William Godwin: his Friends and Contemporaries
Ch. V. 1783-1794
Samuel Parr to William Godwin, 10 November 1794
“Your anxiety, dear Mr
Godwin, during Hardy’s trial could not be more intense than mine, your
joy at the close of it was not more rapturous, your approbation of the jury is
not more warm, and your indignation against the judge seems to be less fierce.
Is it possible, my friend, that any baseness can be more foul, any injustice
more
pernicious, any treason
more atrocious, than the deliberate, technical, systematic perversion of law?

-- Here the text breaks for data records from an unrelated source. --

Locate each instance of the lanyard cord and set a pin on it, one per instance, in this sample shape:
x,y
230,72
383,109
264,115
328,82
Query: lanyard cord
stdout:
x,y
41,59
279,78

My bosom glowed with honest rage when I saw the snares that were laid for
men’s lives in that odious address to the Grand Jury; but I doubt whether
the dagger of an assassin, reeking with blood, would have given a more violent
shock to my feelings than the close of Eyre’s speech at the Old Bailey. I can make great
allowances for the projects of statesmen, the errors and prejudices of princes,
and even the outrages of conquerors; but when I see the ministers of public
justice thirsting with canine fury for the blood of a fellow-creature, my soul
is all on fire . . . I very strongly disapproved of the Convention; I would
oppose the doctrine of universal suffrage; I look with a watchful, and perhaps
with an unfriendly, eye upon all political associations; I wish to see the
people enlightened, but not inflamed; I would resist with my pen, and perhaps
with my sword, any attempts to subvert the constitution of this country, but I
am filled with agony when laws, intended for our protection, arc stretched and
distorted for our destruction . . . I am glad the charge was published, because
it has been answered; and as I think the answer luminous in style, powerful in
matter, and solid in principle, I am extremely desirous of knowing who is the
author. He is entitled to my praise as a critic, and my thanks as an
Englishman. I shall not be satisfied till Mr
Fox takes up, in Parliament, the subject of constructive
treason; and I trust that, by perseverance, he will be no less successful than
we have already seen him in vindicating the rights of juries. He is a sound and
sober statesman, a real lover of his country, and a friend to the collective
interests of social man . . . Remember me kindly to Mr Holcroft. Come again to see me at my parsonage, when the
weather is finer, the days longer, the roads cleaner, and the aspect of public
affairs less gloomy.—Believe me, dear sir, with great respect, your well-wisher
and obedient servant,
Sir James Eyre (1734-1799)
Educated at Winchester College, St John's College, Oxford, and Gray's Inn, he was Chief
Justice of the Common Pleas (1793) and presided over the treason trials of Hardy, Tooke,
and Thelwall in 1794.
Charles James Fox (1749-1806)
Whig statesman and the leader of the Whig opposition in Parliament after his falling-out
with Edmund Burke.
William Godwin (1756-1836)
English novelist and political philosopher; author of
An Inquiry
concerning the Principles of Political Justice (1793) and
Caleb
Williams (1794); in 1797 he married Mary Wollstonecraft.
Thomas Hardy (1752-1832)
English shoemaker and radical who was tried for treason and acquitted in the 1794
trials.
Thomas Holcroft (1745-1809)
English playwright and novelist; a friend of William Godwin indicted for treason in 1794;
author of
The Road to Ruin (1792). His
Memoirs (1816) were completed by William Hazlitt.